The Right state: the Left’s poem has no faults we can mention. The Gentlemen of the Left state: our feelings are the same as those of the Right
In judgement: both Left and Right are on ‘crickets’ (kirigirisu) and their configuration and diction sound equally elegantly beautiful. I feel that the Right, with ‘deep in dew and sad, I wish you were’ (tsuyu fukaki aware o omoe), is somewhat lacking in the conception of the poet’s own love, but the Left, with ‘I alone am wringing out my sleeves, I feel’ (ware nomi shiboru sode ka to omou ni), has an excellent conception of love, so I must state that the Left is the winner.

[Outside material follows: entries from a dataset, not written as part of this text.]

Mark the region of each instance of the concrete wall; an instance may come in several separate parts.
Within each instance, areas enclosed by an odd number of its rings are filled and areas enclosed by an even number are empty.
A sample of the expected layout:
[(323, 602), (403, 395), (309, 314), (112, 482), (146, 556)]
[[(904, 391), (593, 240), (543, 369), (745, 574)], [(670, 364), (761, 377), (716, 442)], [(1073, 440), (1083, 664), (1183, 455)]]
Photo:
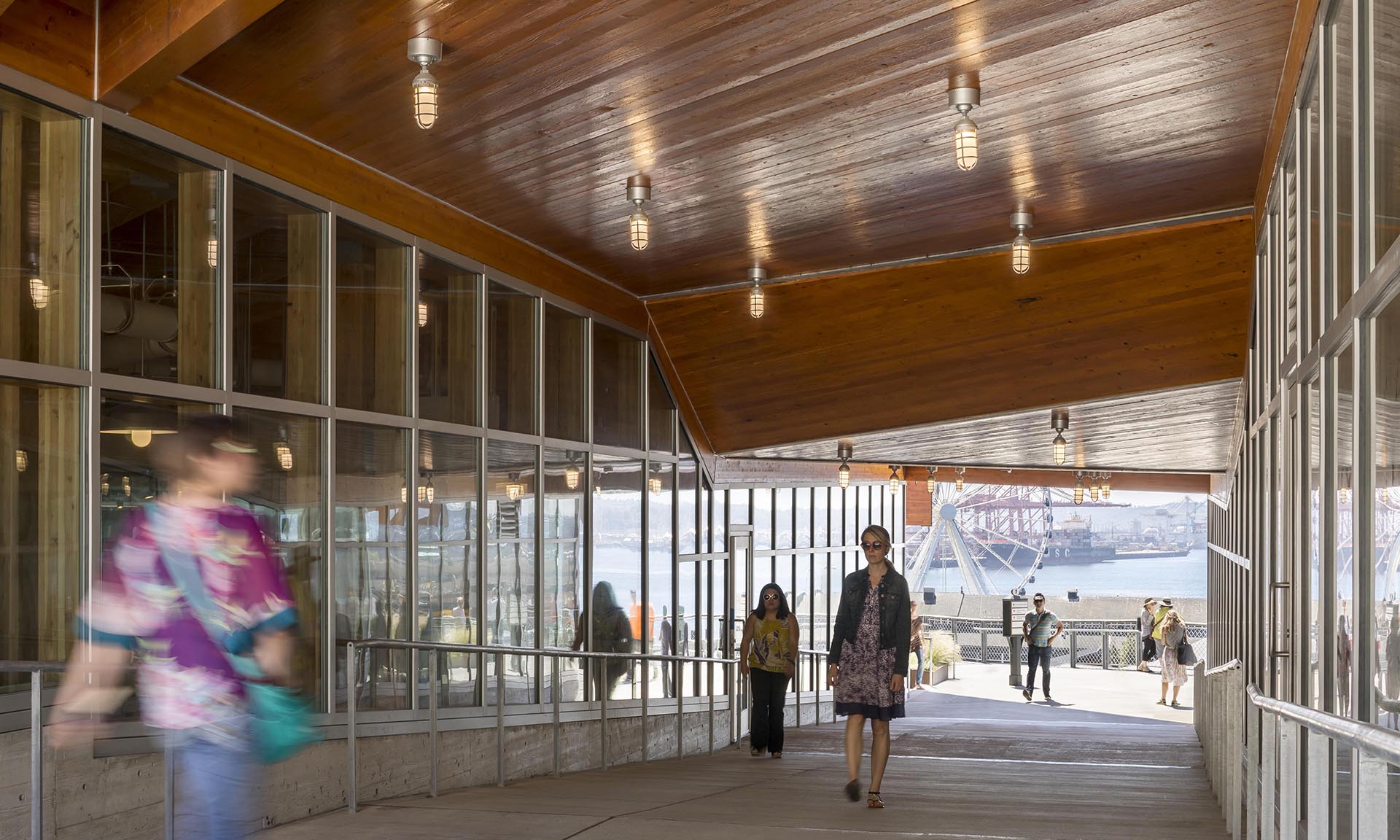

The Gentlemen of the Right: the Left’s poem has no faults to mention. The Gentlemen of the Left state: we wonder about the appropriateness of ‘dewfall damps down’ (tsuyu ni wa moenu).
In judgement: the Left’s poem has been stated to be without fault by the gentlemen present. In the Right’s poem, I wonder if saying, ‘dewfall damps down’ is meaning nothing burns in autumn? On the matter of using the term ‘summer insects’ (natsumushi) to refer to fireflies, I do wonder whether it is appropriate to imply with one’s composition that there are no such insects in autumn. Although in the Collection of Poems to Sing Aloud, fireflies occur in the Summer section, among the same collection’s Chinese poems there is ‘in the dark before dawn innumerable fireflies start from the autumn grasses’. Furthermore, in Pan Anren’s ‘Rhapsody on Autumn Inspirations’ he says, ‘Glittering fireflies shine by the palace gate, and crickets sing from the eaves of the fence’. Even though there are countless cases of Autumn fireflies, how can one have composed suggesting that there are not? Thus, the Left wins.
Left and Right together: we find no faults to mention.
In judgement: it would be impossible to ever exhaust the overtones of feeling in ‘a stag belling in the meadow on an autumn evening’ (shika naku nobe no aki no yūgure) in the Left’s poem; in the Right’s poem the configuration and conception of ‘awaiting him, my sleeves, too, are wet with tears’ (hito matsu sode mo namida sou nari) is richly evocative. I find it extremely hard to put both poems down, so this round, again, is a tie of quality.
The Gentlemen of the Right state: the Left’s poem has no faults to mention. The Gentlemen of the Left state: the intial part of the Right’s poem is derived from an old poem, and so does the end!
In judgement: I wonder whether the cogon-grass (asajū), mentioned initially, is as clearly conceived as the ‘lawn’ (michishiba) mentioned at the end? The Right’s poem refers to ‘So full are my thoughts, what am I to do? With the autumn wind’, but reverses the beginning and end of that poem; it is extremely old-fashioned in style, but pleasant as it is plainly intended to be understood as a variant of its model. Thus, the Right wins over the combination of ‘cogon-grass’ and ‘lawn’.
The Right state: the Left’s poem has no faults to indicate. The Left state: in the Later Collection of Gleanings there is a poem about Ibuki, which uses ‘burst into flame’ (moyu). We wonder about the suitability of using ‘burst into flame’ without also using Ibuki. The Right, in response: older poems used ‘burst entirely into flame’ (sashimoyu), and this composition is the same.
In judgement: I am not accustomed to hearing ‘the depths of my heart are silver grass’ (kokoro no soko no kaya) as in the Left’s poem. The image in the Right’s poem of moxa not completely covered with dew bursting into flame seems rather overblown. The strengths and weaknesses of the two poems are unclear, so the round should tie.